Pareció que la señorita Norwood hubiera deseado algo un poco más definido que aquello y, durante un momento, una mirada dura y calculadora apareció en su rostro. Al minuto siguiente había desaparecido; pero no antes de que Todhunter, que en aquellos momentos había mirado a su alrededor, tuviera tiempo de sorprenderla.

—Sería delicioso —dijo la señorita Norwood pensativamente— estar sola alguna vez... con un amigo, un verdadero amigo... Hablar..., abrir el propio corazón sólo por una vez...

—Sí —respondió Todhunter, que pensaba, sinceramente, que la señorita Norwood se estaba excediendo un poco.

Ya estaban cerca del teatro, y Todhunter se alarmaba ante las frecuentes miradas de admiración y hasta los saludos, de que era objeto su acompañante.
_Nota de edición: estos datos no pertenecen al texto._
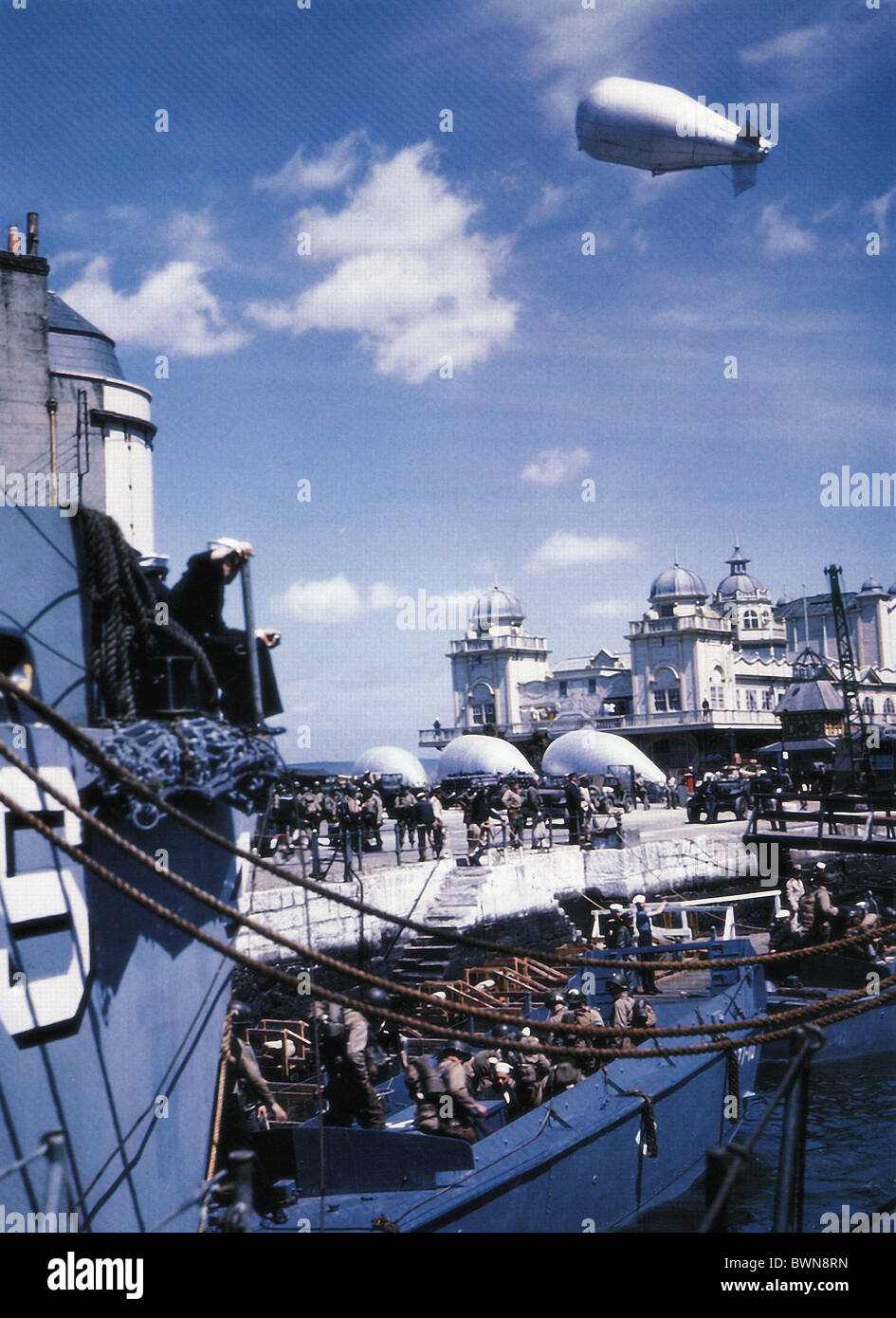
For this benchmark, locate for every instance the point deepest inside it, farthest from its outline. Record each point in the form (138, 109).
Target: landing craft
(625, 121)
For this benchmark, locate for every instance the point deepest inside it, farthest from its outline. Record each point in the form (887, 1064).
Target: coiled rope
(183, 885)
(331, 996)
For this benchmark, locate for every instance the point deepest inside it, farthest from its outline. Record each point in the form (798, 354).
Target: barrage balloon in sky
(626, 121)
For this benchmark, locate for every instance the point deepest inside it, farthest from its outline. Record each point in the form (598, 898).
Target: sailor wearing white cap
(198, 605)
(645, 932)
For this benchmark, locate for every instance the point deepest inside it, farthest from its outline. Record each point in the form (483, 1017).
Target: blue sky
(426, 244)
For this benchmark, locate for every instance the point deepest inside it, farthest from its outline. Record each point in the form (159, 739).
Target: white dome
(392, 760)
(591, 751)
(477, 754)
(496, 608)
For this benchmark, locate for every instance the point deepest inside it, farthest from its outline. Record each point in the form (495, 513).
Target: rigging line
(399, 990)
(330, 996)
(351, 972)
(95, 753)
(172, 1071)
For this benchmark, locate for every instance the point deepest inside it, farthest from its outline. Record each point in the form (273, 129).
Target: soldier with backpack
(344, 1034)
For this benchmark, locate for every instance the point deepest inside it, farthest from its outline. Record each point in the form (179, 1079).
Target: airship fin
(743, 176)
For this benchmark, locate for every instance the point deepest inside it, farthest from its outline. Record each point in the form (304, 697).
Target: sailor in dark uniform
(645, 931)
(198, 605)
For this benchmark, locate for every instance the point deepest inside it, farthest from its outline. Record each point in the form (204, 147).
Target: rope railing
(381, 1013)
(377, 980)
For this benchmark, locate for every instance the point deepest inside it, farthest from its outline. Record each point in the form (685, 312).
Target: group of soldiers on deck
(814, 913)
(450, 1089)
(356, 810)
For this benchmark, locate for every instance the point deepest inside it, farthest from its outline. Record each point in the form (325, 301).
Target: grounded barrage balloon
(660, 129)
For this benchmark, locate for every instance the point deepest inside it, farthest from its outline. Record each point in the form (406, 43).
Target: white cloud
(784, 236)
(334, 600)
(574, 46)
(382, 595)
(192, 236)
(798, 44)
(170, 310)
(879, 209)
(554, 466)
(410, 278)
(321, 173)
(565, 550)
(548, 203)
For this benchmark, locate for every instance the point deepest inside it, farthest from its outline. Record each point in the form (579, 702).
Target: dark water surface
(850, 1152)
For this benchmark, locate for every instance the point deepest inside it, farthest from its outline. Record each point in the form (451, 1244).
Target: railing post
(56, 1152)
(791, 1153)
(717, 1164)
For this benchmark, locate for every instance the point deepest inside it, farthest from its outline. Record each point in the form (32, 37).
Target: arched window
(483, 708)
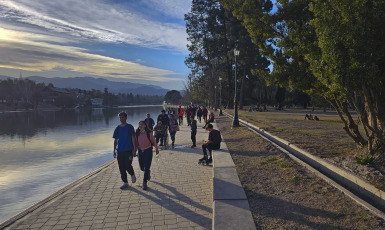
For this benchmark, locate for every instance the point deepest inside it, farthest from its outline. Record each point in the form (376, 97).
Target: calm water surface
(41, 152)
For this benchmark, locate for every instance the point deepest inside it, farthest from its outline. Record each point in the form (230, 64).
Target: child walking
(145, 140)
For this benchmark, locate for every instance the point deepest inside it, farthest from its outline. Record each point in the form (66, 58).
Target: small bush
(364, 160)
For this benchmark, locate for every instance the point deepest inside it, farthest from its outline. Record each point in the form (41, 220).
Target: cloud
(98, 20)
(176, 9)
(37, 52)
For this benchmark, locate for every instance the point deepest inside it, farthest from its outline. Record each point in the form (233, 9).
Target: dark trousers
(210, 147)
(145, 159)
(193, 137)
(180, 120)
(200, 118)
(125, 164)
(172, 135)
(160, 137)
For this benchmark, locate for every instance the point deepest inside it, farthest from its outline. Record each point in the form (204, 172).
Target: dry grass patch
(284, 195)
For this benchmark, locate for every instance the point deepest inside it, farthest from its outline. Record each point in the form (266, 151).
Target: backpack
(129, 127)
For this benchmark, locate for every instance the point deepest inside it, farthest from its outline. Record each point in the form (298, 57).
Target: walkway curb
(358, 189)
(231, 208)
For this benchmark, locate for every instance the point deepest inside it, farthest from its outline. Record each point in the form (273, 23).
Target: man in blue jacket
(124, 145)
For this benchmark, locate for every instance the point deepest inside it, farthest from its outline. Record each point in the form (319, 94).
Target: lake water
(42, 152)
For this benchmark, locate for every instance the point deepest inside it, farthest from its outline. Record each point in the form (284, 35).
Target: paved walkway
(179, 196)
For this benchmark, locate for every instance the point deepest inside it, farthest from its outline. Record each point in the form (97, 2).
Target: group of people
(310, 117)
(129, 143)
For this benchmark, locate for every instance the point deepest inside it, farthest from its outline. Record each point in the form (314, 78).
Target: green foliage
(364, 160)
(331, 48)
(213, 33)
(173, 97)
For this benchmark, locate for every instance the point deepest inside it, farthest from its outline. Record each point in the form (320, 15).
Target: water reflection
(41, 152)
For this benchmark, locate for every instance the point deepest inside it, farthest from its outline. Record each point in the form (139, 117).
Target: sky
(141, 41)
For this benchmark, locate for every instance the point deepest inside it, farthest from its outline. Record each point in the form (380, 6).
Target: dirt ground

En verdad, su paseo se estaba volviendo algo así como una marcha bien señalada y, aunque la señorita Norwood estaba, evidentemente, acostumbrada a ello, Todhunter no lo estaba. A todas las miradas, ella respondía con una pequeña inclinación encantadora, que contenía la mezcla justa de cordialidad y de condescendencia, y, para los saludos, añadía una sonrisa exquisita.

Todhunter se entregó al pánico.

—Lo siento... —dijo bruscamente—. Yo..., ¡ejem...!, olvidé una cita sumamente importante. ¡Hum...!, implica millones; es decir, miles. Debo disculparme. ¡Jem!, espero que el domingo próximo... ¡Adiós! —Y girando súbitamente sobre los talones dejó en la calle a la más sorprendida dama de Londres, contemplando fijamente su insegura retirada.

Al marcharse, Todhunter percibió cierta diferencia en el aire que le rodeaba. Sólo un momento después se percató de que era debido a que estaba libre de la nube de perfume en la que, al parecer, la señorita Norwood acostumbraba envolverse.

—¡Puf! —dijo Todhunter con sumo disgusto—. Esa mujer apesta.